Ein bisschen Fleisch ist sicherlich nicht völlig ungesund (zumindest nicht für den Konsumierenden). „Fleisch essen ist genauso gut und Gesund wie Salat essen“ - ist eine vielfach von omnivoren Menschen angebrachte Aussage - und sie haben recht. Ein mageres Stück aus der Seite einer Kuh die bei einem Biobauern das ganze Jahr auf der Wiese stand ist sicher genau so „gesund“ oder sogar etwas „gesünder“ wie ein mit Pestiziden und Düngemittel verseuchter Salatkopf. Warum? Weil auch diese Kuh Medikamente erhält. Nicht so viele wie bei der herkömmlichen „Fleischprodkuktion“, aber auch. Sie wird auch ermordet und es geraten Stresshormone in die Zellen die das Fleisch verderben - und mal im Ernst, wer würde keine Stresshormone produzieren wenn er zur Schlachtbank getrieben wird? Nach dem Tod eines Tieres zersetzen Leichengifte den Körper. Dieser Prozess wird mit künstlichen Mitteln gestoppt - ist nur die Frage, ob die Leichengifte nicht gesünder wären als die Chemie.

Fleisch besitzt, wenn es erst einmal bis zu einem Teller geschafft hat, kaum noch für den Menschen wichtige Nährstoffe, dafür aber jede Menge gifte und chemie. Nahezu alle Nährstoffe werden bei der Zubereitung von Fleisch zerstört. Um Bakterien und Keime abzutöten, muss das tierische Gewebe stark erhitzt werden. Dies übersteht kaum ein Vitamin. Fleisch enthält kaum natürliche Vitamine und weniger ungesättigte Fettsäuren als in Obst, Gemüse, Getreide, Samen und Nüssen zu finden. Mehr Infos über Vitamine wie z. B. das B12 usw findest du unter Ernährung.

Die Überfettung und Entwicklung der meisten Zivilisationskrankheiten steht mit übermäßigem Fleischkonsum, zu viel ungesundem Fett und FastFood in Verbindung.

Vegetarismus und Gesundheit

Viele fortschrittliche Ärzte glauben, die auf Bioprodukte aufgebaute vegetarische Ernährung wäre die gesündeste überhaupt. Wie gesund die vegane Ernährung ist, hängt sehr davon ab, wie man sich vegan ernährt.
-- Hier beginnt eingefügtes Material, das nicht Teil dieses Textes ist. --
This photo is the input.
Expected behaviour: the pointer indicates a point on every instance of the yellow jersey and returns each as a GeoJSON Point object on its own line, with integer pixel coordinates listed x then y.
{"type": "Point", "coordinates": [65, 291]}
Es ist klar, dass man sich auch nicht-vegan, aber gesund ernähren kann (und das bestimmt auch viel einfacher), die Gesundheit muss jedoch kaum ein Argument für den Veganismus sein, sondern lediglich eine notwendige Bedingung.

Nahrungsergänzung

Auch für Veganer ist es wichtig, seinem Körper eine rundum durchsorgte Ernährung zu zuführen. Viele Stoffe, wie Eiweiß sind in Veganerfreundlichen Produkten weniger enthalten. Als Lösung bieten sich biologische Nahrungsergänzungsmittel an. Diese bestehen meist auf der Basis von Algen, wie Spirulina oder Chlorella (http://www.spirulina-handel.de/Chlorella-Vorteile-im-Ueberblick:_:28.html).

Vegan und Gesundheit

Für einen ethisch motivierten Veganer ist die Frage entscheidend, ob man sich vegan und gesund ernähren kann, nicht ob Veganismus die gesündeste Ernährungsform ist. Es ist tatsächlich manchmal etwas schwierig, die ganzen theoretischen Erkenntnisse mit der Praxis im Alltag zu verbinden, und wenn's dann auch noch vegan sein soll und man vielleicht noch viel unterwegs ist oder in der Prüfungszeit usw. Allerdings hat auch gesunde Ernährung viel mit Gewohnheiten zu tun, und wenn man erstmal wieder einen gewissen Rhythmus gefunden hat, ist auch vegane gesunde Ernährung durchaus ohne allzu großen Aufwand möglich.

Freude am Essen

Es ist wichtig, dass das Essen Spaß macht. Wer sich täglich mit mühe und Not sein Vollkornbrot reinzwängt, wird trotz allem gesunden Essen nicht gesund sein. Zu einer gesunden Ernährung gehört Abwechslung, liebevolle Zubereitung, ein angenehmes Ambiente, am besten noch jemand zum Erzählen, gute Musik… das ist nun wirklich nicht davon abhängig, ob das Essen vegan ist oder nicht. Das bewusste Essen macht sicher mehr Spaß, erst Recht, wenn es im Einklang mit den eigenen ethischen Vorstellungen steht.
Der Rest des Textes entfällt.